The result was an unreal quiet in the north. On May 30, a large convoy, headed south from New York to Delaware, was protected from harm by her escorts but by only one airship, ZNP-K-7. But all day long, the airship floated over the convoy and saw nothing at all, and that evening, when the ships arrived off Overfalls lightship at dusk, they met a northbound convoy whose experience had been almost precisely the same.
The two convoys stopped here for the night. They waited at the lightship for pilots to come out and take them into the safe inshore waters.
They waited, and they waited. Thirty ships lay drifting about, barely keeping way, in danger of collision, in danger of submarine attack beyond the ability of the escorts to protect them, while one single small launch went scurrying about, carrying pilots to one ship after another.

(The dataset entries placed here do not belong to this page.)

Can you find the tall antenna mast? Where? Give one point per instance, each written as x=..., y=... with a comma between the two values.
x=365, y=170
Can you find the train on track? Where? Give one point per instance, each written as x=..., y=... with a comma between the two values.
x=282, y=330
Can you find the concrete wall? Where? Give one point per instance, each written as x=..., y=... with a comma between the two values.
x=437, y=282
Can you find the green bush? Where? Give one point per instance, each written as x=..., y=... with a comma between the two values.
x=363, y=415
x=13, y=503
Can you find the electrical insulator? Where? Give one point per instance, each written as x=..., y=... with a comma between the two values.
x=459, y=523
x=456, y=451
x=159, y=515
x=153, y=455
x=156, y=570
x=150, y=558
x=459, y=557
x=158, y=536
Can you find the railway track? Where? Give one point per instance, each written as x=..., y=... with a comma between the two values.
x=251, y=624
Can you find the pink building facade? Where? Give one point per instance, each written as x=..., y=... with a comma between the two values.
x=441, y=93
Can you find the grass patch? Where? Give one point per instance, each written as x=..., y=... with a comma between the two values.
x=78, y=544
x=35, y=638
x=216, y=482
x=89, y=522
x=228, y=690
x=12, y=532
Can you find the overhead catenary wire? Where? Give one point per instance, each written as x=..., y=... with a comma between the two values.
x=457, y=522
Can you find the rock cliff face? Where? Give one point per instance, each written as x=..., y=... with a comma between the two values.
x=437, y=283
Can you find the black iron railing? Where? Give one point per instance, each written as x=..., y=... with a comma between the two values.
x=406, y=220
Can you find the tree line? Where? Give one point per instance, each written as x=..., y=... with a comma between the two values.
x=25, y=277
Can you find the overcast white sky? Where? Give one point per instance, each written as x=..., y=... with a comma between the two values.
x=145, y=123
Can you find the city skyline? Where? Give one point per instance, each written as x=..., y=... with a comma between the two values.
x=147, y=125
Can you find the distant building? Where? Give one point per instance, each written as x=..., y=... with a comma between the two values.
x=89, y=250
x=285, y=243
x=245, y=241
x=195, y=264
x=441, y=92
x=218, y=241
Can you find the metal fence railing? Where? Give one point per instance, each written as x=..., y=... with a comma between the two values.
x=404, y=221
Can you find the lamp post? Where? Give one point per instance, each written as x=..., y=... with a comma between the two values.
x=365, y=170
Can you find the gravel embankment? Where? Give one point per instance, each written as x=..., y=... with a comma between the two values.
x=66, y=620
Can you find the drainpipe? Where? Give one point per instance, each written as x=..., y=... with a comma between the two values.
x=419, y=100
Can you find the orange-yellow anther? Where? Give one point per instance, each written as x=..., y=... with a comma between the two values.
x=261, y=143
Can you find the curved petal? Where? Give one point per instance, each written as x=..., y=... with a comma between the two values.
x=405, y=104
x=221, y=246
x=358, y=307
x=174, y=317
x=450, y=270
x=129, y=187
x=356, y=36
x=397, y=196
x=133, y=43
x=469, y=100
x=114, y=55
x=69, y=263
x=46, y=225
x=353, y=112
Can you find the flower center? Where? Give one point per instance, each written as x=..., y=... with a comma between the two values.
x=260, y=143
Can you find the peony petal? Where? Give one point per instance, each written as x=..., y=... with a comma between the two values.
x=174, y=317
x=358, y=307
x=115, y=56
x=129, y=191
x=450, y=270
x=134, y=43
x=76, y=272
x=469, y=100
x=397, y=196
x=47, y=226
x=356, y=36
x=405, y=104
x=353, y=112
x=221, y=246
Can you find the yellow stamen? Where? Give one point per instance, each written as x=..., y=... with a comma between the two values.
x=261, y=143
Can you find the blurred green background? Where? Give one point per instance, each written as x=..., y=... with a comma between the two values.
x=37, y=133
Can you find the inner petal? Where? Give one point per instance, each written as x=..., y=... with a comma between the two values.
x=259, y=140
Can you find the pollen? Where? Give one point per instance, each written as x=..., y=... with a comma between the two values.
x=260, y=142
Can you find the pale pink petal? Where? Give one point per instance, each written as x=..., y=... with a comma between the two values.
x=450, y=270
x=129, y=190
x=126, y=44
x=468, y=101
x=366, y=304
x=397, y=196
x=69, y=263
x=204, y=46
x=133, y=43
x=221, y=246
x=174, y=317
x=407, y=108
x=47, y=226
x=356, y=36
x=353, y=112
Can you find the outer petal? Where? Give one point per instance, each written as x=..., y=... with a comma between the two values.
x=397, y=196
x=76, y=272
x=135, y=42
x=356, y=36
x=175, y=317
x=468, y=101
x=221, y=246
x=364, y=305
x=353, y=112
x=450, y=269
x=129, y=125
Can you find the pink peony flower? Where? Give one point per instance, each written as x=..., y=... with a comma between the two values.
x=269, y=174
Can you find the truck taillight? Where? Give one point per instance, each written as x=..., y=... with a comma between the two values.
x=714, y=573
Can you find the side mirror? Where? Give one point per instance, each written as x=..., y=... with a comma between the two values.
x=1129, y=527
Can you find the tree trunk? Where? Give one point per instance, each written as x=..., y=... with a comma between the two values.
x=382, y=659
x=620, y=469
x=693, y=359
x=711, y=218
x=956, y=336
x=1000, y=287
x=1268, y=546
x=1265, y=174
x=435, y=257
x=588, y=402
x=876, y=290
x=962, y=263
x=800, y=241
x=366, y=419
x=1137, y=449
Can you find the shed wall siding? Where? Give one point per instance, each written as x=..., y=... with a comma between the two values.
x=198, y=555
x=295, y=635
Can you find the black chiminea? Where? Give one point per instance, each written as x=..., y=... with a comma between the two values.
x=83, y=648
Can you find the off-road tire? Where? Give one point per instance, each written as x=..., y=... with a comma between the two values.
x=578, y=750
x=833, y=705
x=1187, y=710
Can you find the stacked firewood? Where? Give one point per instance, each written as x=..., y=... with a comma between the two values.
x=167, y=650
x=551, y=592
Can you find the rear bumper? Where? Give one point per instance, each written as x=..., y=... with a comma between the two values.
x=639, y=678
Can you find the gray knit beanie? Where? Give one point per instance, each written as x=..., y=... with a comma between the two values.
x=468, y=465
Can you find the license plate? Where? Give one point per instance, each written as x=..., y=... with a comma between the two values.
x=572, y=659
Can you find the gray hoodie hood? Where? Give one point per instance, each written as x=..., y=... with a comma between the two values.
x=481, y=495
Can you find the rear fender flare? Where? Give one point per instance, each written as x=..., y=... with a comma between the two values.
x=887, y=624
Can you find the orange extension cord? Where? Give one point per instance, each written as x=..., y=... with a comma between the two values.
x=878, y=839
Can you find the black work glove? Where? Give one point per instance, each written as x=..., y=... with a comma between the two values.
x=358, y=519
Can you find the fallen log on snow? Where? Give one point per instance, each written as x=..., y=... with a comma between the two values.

The convoy captains complained about the danger, but eight days later, the situation was as bad as ever. H.M.S. Arctic Explorer (one of the trawlers) was escorting a convoy up the coast, and her British captain, wise in the ways of war, saw with dismay his ships stranded just outside a port entrance for three hours, perfect targets for U-boats. He reported the matter to Admiral Andrews, and Andrews chided those involved, but nothing much happened. Andrews had finally gotten enough ships together to make a defense, but he still had to perfect an organization.
One problem was an official overconfidence at the Washington level that distorted the reality of the war at sea. In Washington, on June 10, Secretary Knox gave another of his press conferences, at which he spoke vaguely of the “progress” being made in combating the submarines. Across town, on Capitol Hill, Senator Harry Truman came much closer to the point when he warned the public that the navy did not have enough ships to protect both oceans. And sandwiched between was a United Press report that day that gave the truth, although in a careful, low-key way: “The latest sinking (of two New England fishing vessels) brought to 266 the total of vessels lost in the Western Atlantic area by axis submarine action since mid-January.” There were other tales in the news, all carefully edited, for Winston Churchill’s warnings had finally struck home, and care was being taken not to give information to the enemy about sinkings.
But one result of this program was a curious hiatus, a breakdown in caution on the part of the defenders.
Merchant captains complained that the navy people did not hold presailing conferences to tell the civilians what was expected of them. They also said the navy patrol craft stopped them wherever they pleased, without regard to safety.